Member of the Illinois House of Representatives
- In office 1870–1872

Personal details
- Born: Thomas Sloo Casey April 6, 1832 Jefferson County, Illinois, US
- Died: March 1, 1891 (aged 58) Springfield, Illinois, US
- Party: Democratic
- Education: McKendree College
- Occupation: Politician, judge

= Thomas S. Casey =

American politician and judge

Thomas Sloo Casey (April 6, 1832 - March 1, 1891) was an American politician and judge.

==Biography==
Casey was born in Jefferson County, Illinois and sent to the public schools.
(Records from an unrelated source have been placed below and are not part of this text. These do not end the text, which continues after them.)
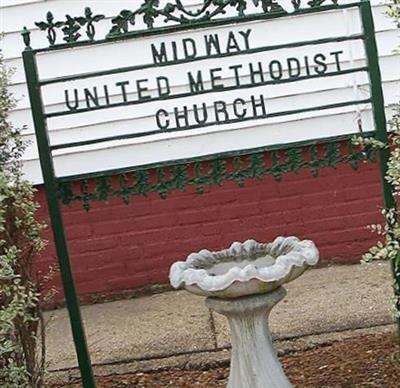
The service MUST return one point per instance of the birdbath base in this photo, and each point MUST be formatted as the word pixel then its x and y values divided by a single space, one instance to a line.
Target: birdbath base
pixel 254 363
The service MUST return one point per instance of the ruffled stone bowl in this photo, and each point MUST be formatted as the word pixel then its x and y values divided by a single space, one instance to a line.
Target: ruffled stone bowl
pixel 244 283
pixel 245 268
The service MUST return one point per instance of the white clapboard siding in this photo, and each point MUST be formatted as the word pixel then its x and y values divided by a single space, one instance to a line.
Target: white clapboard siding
pixel 201 141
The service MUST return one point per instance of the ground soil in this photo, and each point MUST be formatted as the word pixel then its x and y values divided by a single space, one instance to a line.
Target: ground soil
pixel 368 361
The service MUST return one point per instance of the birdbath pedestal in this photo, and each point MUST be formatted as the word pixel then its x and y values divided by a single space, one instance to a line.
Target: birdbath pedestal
pixel 244 282
pixel 253 358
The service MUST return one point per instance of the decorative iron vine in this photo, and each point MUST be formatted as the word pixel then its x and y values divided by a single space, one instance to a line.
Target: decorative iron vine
pixel 201 174
pixel 70 27
pixel 150 11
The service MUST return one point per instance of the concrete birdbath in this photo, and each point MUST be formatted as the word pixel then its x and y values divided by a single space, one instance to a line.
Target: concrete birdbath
pixel 243 283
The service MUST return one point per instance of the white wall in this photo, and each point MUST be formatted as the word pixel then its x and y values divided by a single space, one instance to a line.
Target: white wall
pixel 217 138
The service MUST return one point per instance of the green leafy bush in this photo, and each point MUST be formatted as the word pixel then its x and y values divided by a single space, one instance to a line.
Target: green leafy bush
pixel 22 353
pixel 389 246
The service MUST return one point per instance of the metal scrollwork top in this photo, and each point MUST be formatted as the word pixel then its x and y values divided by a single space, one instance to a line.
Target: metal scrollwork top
pixel 172 12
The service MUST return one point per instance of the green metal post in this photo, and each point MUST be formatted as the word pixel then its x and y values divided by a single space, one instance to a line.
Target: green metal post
pixel 50 183
pixel 378 108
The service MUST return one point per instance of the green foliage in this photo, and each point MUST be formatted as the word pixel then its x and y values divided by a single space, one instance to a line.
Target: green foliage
pixel 389 245
pixel 21 323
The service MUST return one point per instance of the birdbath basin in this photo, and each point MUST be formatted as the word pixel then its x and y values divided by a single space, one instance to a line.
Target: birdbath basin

He graduated from McKendree College and then studied law. In 1851, Casey was admitted to the Illinois bar. He lived in Mount Vernon, Illinois. In 1860, he was elected state's attorney. Casey served in the Union Army during the American Civil War and was commissioned a colonel. From 1864 to 1868, Casey again served as state's attorney. From 1870 to 1872, he served in the Illinois House of Representatives and was a Democrat. Casey served in the Illinois Senate from 1872 to 1876.Casey then served on the Illinois Appellate Court from 1879 to 1885. Case then moved to Springfield, Illinois, where he practiced law. He died in Springfield, Illinois, from pneumonia. His father was Zadok Casey who served as Governor of Illinois.